Aksi protes merupakan bentuk kebebasan berpendapat sehingga pengekangan ataupun tindakan represif, intimidatif, ancaman kekerasan, kekerasan fisik dan psikis merupakan bentuk pelanggaran HAM. Adapun hak atas kebebasan berpendapat merupakan bagian dari HAM sebagaimana diatur dalam Pasal 19 Deklarasi Universal Hak Asasi Manusia (DUHAM) yang mencakup kebebasan untuk berpegang teguh pada pendapat tertentu tanpa mendapatkan gangguan, dan untuk mencari, menerima dan menyampaikan informasi dan ide/gagasan melalui media apa saja tanpa ada batasan. Hal ini juga dipertegas dalam Pasal 19 ayat (1) dan (2) Kovenan Internasional tentang Hak-Hak Sipil dan Politik dan Pasal 23 Ayat (2) UU 29/1999 tentang HAM.


Kebebasan mengemukakan pendapat sendiri tercantum dalam pasal 28 Undang-Undang Dasar 1945 yang berbunyi : “Kemerdekaan berserikat dan berkumpul, mengeluarkan pikiran dengan lisan dan tulisan dan sebagainya ditetapkan dengan Undang-undang". Hak Kebebasan Berpendapat juga diatur dalam Undang-Undang Nomor 9 Tahun 1998. Pada pada Pasal 1 angka 1 menjelaskan: “Kemerdekaan menyampaikan pendapat adalah hak setiap warga negara untuk menyampaikan pikiran dengan lisan, tulisan, dan sebagainya secara bebas dan bertanggung jawab sesuai dengan ketentuan peraturan perundang-undangan yang berlaku”. Kemudian Pasal 1 angka 2, menyebutkan: “Di muka umum adalah di hadapan orang banyak, atau orang lain termasuk juga di tempat yang dapat didatangi dan atau dilihat setiap orang”. Sehingga berdasarkan bunyi rumusan tersebut dapat dikatakan, walaupun kebebasan menyampaikan pendapat adalah hak setiap warga negara termasuk mengkritik pemerintah, namun hal harus dapat dipertanggung jawabkan sesuai aturan hukum yang berlaku.

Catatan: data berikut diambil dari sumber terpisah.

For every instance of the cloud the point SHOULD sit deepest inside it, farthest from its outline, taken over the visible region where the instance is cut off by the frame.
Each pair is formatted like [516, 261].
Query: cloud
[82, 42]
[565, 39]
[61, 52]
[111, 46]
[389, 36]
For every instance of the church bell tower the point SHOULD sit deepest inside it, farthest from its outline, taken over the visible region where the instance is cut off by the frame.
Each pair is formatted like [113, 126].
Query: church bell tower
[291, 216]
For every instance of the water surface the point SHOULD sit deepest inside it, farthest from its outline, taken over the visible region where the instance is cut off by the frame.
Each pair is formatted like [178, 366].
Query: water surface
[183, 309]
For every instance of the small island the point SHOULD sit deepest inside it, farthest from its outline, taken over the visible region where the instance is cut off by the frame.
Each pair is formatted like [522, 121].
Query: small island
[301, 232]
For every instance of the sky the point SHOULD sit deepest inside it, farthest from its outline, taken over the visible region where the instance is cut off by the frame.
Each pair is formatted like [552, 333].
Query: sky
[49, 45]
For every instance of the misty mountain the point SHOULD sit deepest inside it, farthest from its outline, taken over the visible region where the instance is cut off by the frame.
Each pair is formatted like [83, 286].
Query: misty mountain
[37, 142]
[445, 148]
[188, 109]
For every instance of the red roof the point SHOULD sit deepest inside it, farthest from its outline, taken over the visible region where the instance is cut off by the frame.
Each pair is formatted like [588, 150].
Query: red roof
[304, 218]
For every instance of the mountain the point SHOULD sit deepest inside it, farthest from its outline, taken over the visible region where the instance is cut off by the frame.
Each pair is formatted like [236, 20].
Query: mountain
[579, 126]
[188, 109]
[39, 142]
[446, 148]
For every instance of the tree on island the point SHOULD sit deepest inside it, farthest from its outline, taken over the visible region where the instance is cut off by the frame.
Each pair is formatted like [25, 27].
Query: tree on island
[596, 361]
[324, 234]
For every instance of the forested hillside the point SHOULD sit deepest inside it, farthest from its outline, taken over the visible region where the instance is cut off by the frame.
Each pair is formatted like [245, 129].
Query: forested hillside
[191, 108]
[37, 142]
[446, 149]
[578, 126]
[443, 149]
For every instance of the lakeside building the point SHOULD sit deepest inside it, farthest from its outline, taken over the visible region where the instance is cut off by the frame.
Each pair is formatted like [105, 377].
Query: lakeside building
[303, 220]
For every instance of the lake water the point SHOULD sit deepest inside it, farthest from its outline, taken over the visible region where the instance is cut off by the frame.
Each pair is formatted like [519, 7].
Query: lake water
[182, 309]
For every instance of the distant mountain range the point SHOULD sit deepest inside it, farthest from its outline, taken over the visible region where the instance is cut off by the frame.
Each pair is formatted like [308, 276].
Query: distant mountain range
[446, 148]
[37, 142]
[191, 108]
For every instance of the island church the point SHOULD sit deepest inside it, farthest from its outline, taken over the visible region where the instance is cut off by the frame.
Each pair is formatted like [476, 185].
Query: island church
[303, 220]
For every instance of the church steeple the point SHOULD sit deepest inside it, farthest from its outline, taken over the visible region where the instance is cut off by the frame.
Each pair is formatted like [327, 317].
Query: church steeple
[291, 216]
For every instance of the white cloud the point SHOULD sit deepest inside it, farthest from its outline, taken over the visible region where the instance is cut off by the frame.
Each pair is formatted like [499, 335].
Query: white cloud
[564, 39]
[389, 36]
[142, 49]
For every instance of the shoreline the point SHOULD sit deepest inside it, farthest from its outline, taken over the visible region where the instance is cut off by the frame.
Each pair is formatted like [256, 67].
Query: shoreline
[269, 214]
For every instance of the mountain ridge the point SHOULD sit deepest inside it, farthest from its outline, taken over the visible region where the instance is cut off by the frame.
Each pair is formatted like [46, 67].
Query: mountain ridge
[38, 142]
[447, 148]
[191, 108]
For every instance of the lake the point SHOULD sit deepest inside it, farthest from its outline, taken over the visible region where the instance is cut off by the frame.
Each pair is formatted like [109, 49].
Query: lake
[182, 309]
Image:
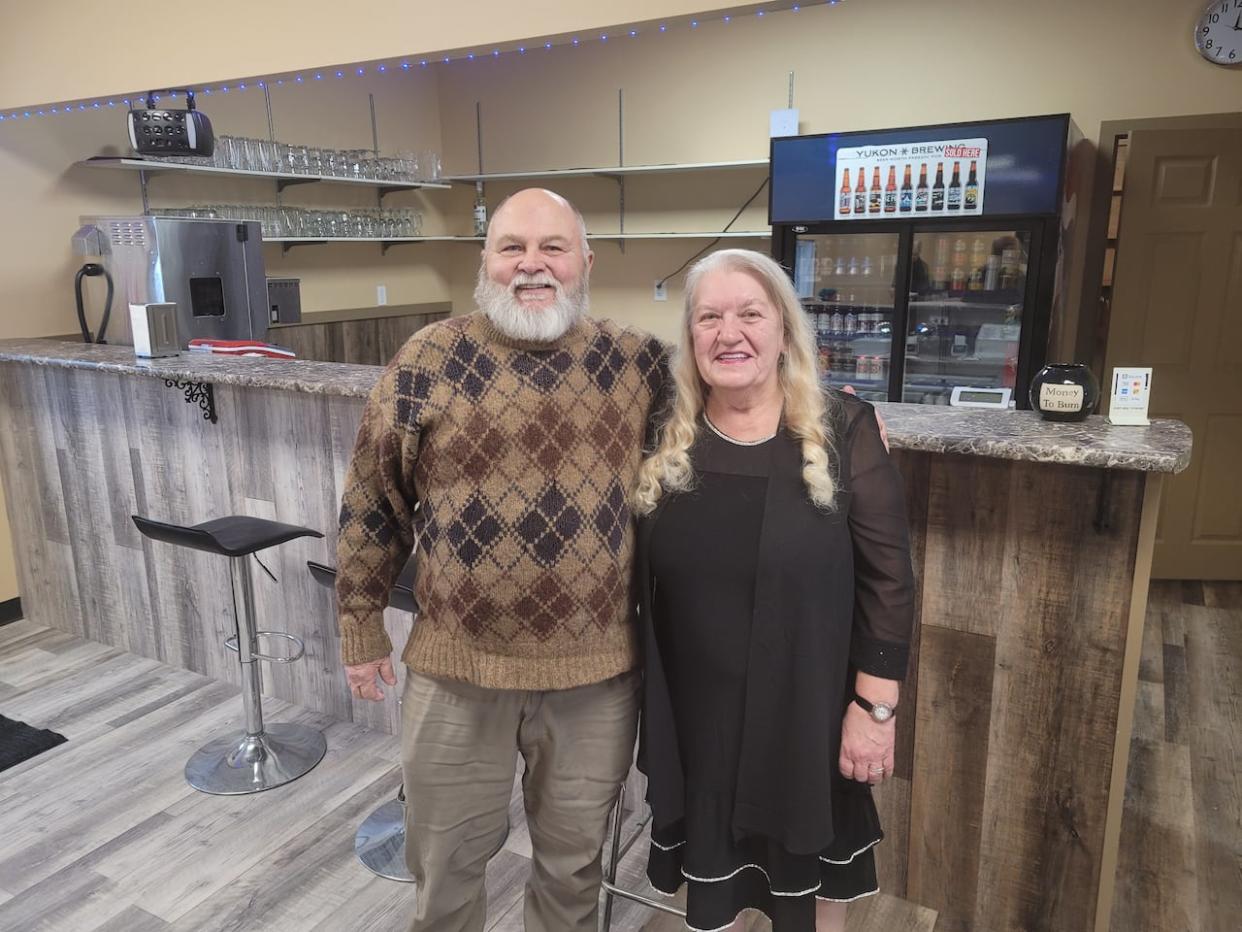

Selain itu, perlu dilihat bahwa hak atas pendidikan merupakan hak setiap orang yang harus dipenuhi oleh Negara melalui Institusi Pendidikan sebagaimana termaktub dalam Pasal 31 ayat (1) UUD 1945 dan Pasal 13 Kovenan Internasional tentang Hak Ekonomi, Sosial, dan Budaya. Sehingga, dengan upaya represi melalui sanksi drop out, kampus sebagai institusi pendidikan justru mengekang kebebasan berpikir serta ruang gerak mahasiswanya dalam menyikapi permasalahan sosio-politik di Indonesia. Hal ini juga menunjukkan kampus sebagai “wujud negara” melalui antikritiknya yang merespons evaluasi atau kritik dengan ancaman dan sanksi drop out.